I say we make a toast to Maja (holding up my humongous salt-rimmed Margarita) for finishing her couregeous journey in chemo land!! Hear, Hear!! (Or is it here, here???) Anyway, congrats!
Oh, Lisa, can we see a photo of your pond?? I'd love to see it. Ya know, it could've been snakes that ate my fish! I've noticed them around the pond a couple times, conspicuously when the fish began disappearing! hmmmm.....I just assumed it was Heron.
Magnolia: so sorry they had to postpone your chemo. I just want mine to be done with, so I can imagine how frustrating it must be to get extended. My chemo is supposed to end by the beginning of June so I want to make plans for the summer. I'll be really annoyed if my end date is held up!
Karen: back when I had fish that lasted all summer, I just left them in the pond all winter. They go to the bottom and sort of hibernate. They made it through the Colorado winter.

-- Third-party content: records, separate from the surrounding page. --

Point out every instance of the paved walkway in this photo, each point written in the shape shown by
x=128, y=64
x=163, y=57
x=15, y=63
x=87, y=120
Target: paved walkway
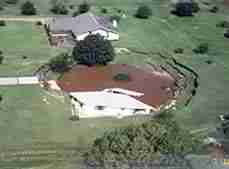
x=27, y=80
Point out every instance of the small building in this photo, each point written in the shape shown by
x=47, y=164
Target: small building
x=95, y=92
x=102, y=104
x=68, y=29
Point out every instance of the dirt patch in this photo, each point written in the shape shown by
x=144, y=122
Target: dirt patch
x=226, y=2
x=154, y=85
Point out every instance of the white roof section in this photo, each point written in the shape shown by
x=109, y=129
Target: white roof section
x=109, y=100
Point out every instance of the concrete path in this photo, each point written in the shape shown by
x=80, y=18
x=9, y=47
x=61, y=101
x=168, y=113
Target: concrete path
x=29, y=80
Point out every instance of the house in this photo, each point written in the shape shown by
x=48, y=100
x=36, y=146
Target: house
x=63, y=30
x=94, y=91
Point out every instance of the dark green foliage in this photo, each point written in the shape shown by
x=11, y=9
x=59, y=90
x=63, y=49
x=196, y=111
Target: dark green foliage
x=2, y=23
x=60, y=63
x=143, y=12
x=104, y=10
x=209, y=62
x=141, y=143
x=202, y=48
x=94, y=49
x=214, y=9
x=59, y=9
x=76, y=13
x=1, y=59
x=186, y=8
x=195, y=7
x=13, y=2
x=84, y=7
x=223, y=24
x=115, y=17
x=122, y=76
x=226, y=34
x=28, y=8
x=71, y=6
x=179, y=50
x=39, y=23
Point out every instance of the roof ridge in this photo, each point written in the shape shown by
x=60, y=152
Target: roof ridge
x=94, y=18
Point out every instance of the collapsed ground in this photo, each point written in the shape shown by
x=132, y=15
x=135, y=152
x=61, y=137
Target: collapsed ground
x=24, y=113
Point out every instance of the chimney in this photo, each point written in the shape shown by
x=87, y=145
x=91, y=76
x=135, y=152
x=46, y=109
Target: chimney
x=115, y=24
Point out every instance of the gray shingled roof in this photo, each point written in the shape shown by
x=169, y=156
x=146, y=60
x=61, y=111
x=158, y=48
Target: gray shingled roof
x=81, y=24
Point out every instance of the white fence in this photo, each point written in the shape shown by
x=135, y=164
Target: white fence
x=5, y=81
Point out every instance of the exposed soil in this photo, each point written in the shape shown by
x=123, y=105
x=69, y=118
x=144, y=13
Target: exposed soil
x=154, y=85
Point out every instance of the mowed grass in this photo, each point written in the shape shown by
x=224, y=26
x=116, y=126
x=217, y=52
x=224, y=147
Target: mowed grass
x=163, y=33
x=25, y=119
x=20, y=39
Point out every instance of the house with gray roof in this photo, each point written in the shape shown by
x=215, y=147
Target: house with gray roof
x=64, y=31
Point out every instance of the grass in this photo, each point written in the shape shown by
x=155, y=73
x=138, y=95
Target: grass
x=28, y=120
x=20, y=39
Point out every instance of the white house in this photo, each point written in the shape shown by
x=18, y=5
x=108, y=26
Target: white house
x=67, y=29
x=103, y=103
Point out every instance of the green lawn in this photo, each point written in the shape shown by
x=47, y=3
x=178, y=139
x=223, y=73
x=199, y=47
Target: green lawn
x=20, y=39
x=26, y=120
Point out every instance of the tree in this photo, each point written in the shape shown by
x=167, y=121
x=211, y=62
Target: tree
x=11, y=1
x=2, y=23
x=84, y=7
x=1, y=59
x=226, y=34
x=214, y=9
x=59, y=7
x=60, y=63
x=143, y=12
x=202, y=48
x=28, y=8
x=186, y=8
x=223, y=24
x=158, y=140
x=94, y=49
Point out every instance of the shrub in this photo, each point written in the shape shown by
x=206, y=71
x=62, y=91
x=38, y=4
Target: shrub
x=186, y=8
x=84, y=7
x=39, y=23
x=59, y=9
x=223, y=24
x=202, y=48
x=28, y=8
x=76, y=13
x=179, y=50
x=104, y=10
x=71, y=6
x=1, y=59
x=143, y=12
x=2, y=23
x=226, y=34
x=24, y=57
x=143, y=144
x=209, y=62
x=93, y=50
x=122, y=77
x=115, y=17
x=214, y=9
x=11, y=2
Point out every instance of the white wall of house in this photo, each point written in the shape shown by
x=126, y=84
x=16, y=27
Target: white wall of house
x=87, y=111
x=107, y=35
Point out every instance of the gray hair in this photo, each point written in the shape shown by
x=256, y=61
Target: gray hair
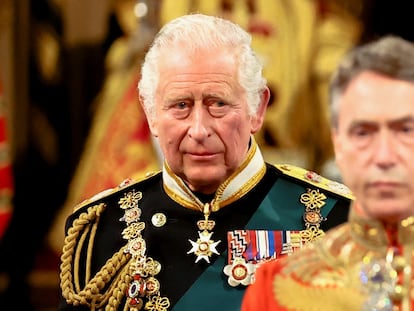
x=390, y=56
x=198, y=31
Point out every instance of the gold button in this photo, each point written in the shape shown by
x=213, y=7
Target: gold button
x=159, y=219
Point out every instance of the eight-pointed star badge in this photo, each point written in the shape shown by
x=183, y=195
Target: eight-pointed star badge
x=204, y=247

I found that the Neulasta shot hardly hurts in the stomach as opposed to getting it in the arm where it really burned. So getting shots in the tummy is a good thing, as Martha would say.

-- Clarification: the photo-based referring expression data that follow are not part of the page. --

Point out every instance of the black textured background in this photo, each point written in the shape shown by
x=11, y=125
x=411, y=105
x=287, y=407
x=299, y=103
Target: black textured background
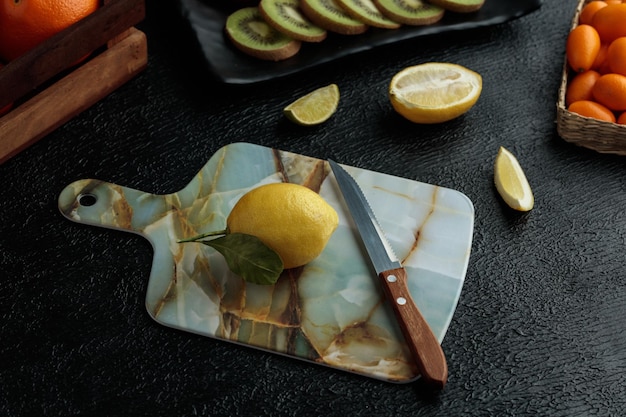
x=539, y=328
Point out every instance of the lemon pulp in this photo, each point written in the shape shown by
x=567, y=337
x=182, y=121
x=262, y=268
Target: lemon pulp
x=434, y=92
x=315, y=107
x=511, y=182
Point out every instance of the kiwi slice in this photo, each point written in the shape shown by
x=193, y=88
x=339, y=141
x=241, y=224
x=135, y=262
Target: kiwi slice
x=285, y=16
x=459, y=6
x=329, y=15
x=367, y=12
x=251, y=34
x=410, y=12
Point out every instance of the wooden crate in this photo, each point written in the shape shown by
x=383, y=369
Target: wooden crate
x=48, y=88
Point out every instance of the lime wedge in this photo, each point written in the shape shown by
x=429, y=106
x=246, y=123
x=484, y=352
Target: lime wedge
x=315, y=107
x=511, y=182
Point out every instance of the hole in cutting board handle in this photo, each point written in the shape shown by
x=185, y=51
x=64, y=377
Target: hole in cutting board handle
x=87, y=200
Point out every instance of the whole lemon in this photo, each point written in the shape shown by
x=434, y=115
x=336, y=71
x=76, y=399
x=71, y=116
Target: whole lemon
x=291, y=219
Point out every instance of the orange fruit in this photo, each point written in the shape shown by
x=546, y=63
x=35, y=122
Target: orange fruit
x=587, y=12
x=600, y=60
x=582, y=48
x=592, y=109
x=6, y=108
x=27, y=23
x=610, y=91
x=616, y=55
x=610, y=22
x=580, y=87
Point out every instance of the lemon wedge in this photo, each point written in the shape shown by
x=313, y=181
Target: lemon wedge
x=511, y=182
x=434, y=92
x=315, y=107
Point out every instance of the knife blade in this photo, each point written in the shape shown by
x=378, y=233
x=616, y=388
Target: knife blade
x=421, y=341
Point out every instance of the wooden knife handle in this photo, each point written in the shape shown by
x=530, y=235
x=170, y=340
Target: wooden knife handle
x=420, y=339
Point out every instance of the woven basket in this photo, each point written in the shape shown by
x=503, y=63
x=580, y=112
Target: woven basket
x=601, y=136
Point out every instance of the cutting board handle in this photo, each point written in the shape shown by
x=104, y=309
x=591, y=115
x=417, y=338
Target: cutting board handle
x=104, y=204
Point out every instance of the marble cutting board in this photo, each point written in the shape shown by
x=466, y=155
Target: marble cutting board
x=331, y=311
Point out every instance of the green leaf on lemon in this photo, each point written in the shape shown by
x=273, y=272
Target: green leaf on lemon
x=248, y=257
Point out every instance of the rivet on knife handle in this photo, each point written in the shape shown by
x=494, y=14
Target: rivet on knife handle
x=421, y=341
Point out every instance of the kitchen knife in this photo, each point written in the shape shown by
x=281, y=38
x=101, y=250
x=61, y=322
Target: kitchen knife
x=422, y=343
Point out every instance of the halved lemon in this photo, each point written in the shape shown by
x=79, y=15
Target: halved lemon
x=511, y=182
x=315, y=107
x=434, y=92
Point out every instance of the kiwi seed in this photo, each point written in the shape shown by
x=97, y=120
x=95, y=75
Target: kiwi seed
x=286, y=17
x=367, y=12
x=329, y=15
x=251, y=34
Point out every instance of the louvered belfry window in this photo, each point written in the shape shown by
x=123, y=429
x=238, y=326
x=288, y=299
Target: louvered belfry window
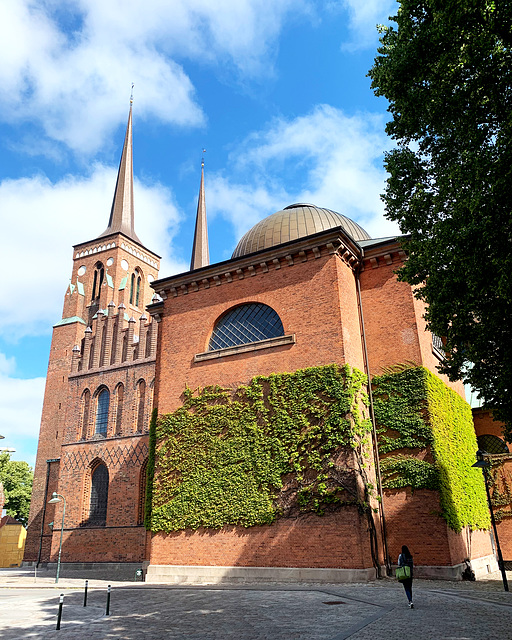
x=99, y=496
x=245, y=324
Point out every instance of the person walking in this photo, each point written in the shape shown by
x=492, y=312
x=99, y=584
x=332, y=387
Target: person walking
x=405, y=560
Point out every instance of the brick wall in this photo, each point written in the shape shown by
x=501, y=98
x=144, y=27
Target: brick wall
x=305, y=296
x=337, y=540
x=121, y=544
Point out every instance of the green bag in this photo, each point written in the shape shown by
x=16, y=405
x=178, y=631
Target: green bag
x=402, y=573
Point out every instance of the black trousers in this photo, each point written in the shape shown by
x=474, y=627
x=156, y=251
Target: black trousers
x=408, y=588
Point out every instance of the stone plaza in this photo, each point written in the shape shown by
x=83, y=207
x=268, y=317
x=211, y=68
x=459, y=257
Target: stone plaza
x=449, y=610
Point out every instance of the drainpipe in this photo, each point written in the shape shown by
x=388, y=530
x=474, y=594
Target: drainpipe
x=372, y=417
x=48, y=462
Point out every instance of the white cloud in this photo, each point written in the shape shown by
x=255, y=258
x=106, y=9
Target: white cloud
x=46, y=219
x=67, y=63
x=325, y=158
x=363, y=19
x=21, y=402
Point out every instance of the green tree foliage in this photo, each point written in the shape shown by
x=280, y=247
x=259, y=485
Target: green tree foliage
x=446, y=69
x=16, y=478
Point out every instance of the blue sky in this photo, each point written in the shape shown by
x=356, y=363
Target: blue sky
x=275, y=90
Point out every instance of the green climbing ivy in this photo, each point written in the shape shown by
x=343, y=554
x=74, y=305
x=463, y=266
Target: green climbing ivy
x=432, y=428
x=276, y=447
x=150, y=470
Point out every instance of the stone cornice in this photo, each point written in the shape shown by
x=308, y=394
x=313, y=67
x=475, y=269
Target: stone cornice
x=330, y=242
x=107, y=242
x=383, y=254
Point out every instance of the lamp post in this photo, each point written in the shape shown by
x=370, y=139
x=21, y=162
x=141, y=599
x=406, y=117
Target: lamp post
x=484, y=465
x=56, y=497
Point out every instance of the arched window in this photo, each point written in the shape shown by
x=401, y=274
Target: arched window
x=102, y=412
x=245, y=324
x=135, y=287
x=119, y=409
x=142, y=493
x=99, y=274
x=86, y=405
x=137, y=293
x=491, y=444
x=99, y=496
x=132, y=287
x=141, y=403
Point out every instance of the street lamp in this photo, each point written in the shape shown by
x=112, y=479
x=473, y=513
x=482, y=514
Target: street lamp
x=484, y=465
x=56, y=497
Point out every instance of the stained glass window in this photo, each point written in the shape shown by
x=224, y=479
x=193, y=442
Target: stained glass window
x=245, y=324
x=102, y=412
x=99, y=496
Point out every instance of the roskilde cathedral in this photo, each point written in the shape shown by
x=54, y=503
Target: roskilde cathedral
x=305, y=288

In my area they have an exercise program for cancer pts that's at the rec center and is 4x per wk and lasts 6 mos. It costs $150 and I called for an appt to start next wk. But I'm afraid I just won't have the energy. I'm such a wimp. I'm not an energetic person normally and I've only had 2 chemos so far, but this is supposed to be my 'good' week, and I'm just not that energetic. Maybe I should cancel. I feel like such a slug.